I cannot wait to start the maxima but I am taking it slow because I am looking for one thing and one thing only! Sound with a clean install to boot!




braves6117 said:


> You wouldn't happen to have pics of the speaker basket on the woofer and midrange? I would love to see them.
> 
> Damn, I wish all my purchases were presented in such a manner. You know that feeling.....when you spend big bucks and become kind of a downer......but when you open the box, all of sudden you would have paid twice that amount for the goods since they are soooooo n ice!!
> 
> So nice!


----------



## braves6117 (Feb 13, 2008)

OH Damn, the manual has gut specs as well, truelly nice!!


----------



## mr tibbs (Dec 18, 2005)

Dare I ask a price on these??


----------



## 8675309 (Jan 8, 2007)

I prefer not to say.

I will say not as much as one would think




mr tibbs said:


> Dare I ask a price on these??


----------



## mr tibbs (Dec 18, 2005)

8675309 said:


> I prefer not to say.
> 
> I will say not as much as one would think


Totally understandable and I respect that.


----------



## ss600r (Mar 8, 2009)

That looks incredible!


----------



## subwoofery (Nov 9, 2008)

Understand you have 2 x 5.1k 
How will you split the power? Not sure you can bridge the amp to have more power to the midbass... 

Unless...


----------



## 8675309 (Jan 8, 2007)

Amp 1
Channels 1 and 2 Class A 50x2 Tweeters
Channels 3 and 4 Class AB 160x2 Midbass
Channel 5 Class D 750x1 on 1 D9

Amp 2
1 and 2 on the mids
3 and 4 reserved for a future upgrade that will happen later
5 the other d9


----------



## Mooble (Oct 21, 2007)

What gets me is that you get a beautiful presentation case, but the more expensive Supremos come in a corrugated cardboard box.


----------



## 8675309 (Jan 8, 2007)

I had a chance to mess around with the midrange's. Using my speaker teste I was able to pull a 1% tollerance via the specs. So I guess they are hand matched.
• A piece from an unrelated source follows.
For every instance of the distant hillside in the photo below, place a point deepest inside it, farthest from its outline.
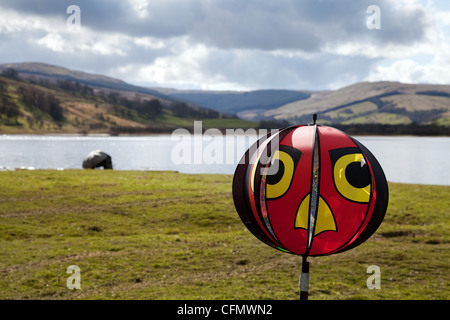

I have not had as much time as I would like to work with these. But hopefully in the next month or so the install will start.


----------



## pagustin (Mar 1, 2009)

I am green with envy! I looked at these or the version they had out several years ago, before the wife and kids and new mortgage. I had even spoken with the Morel rep back then and almost had a deal worked out but then he stopped responding to me. 

The flip side to the nice case and presentation is think about how much money you could save if they did just send them in a plain old box. 

I'll be watching for your install thread of these for sure.

P


----------



## MainSource (Sep 4, 2008)

Wow, those are drop dead gorgeous! I love the metal surround, it looks bronze in these pictures.


----------



## digitalhifi (Mar 26, 2009)

Mooble said:


> What gets me is that you get a beautiful presentation case, but the more expensive Supremos come in a corrugated cardboard box.


I think the corrugated cardboard box is badass!


----------



## AWC (Mar 31, 2008)

yeah...that's nopt just regular cardboard but....its gots ridges...like ruffles. You just can't argue with ridges


----------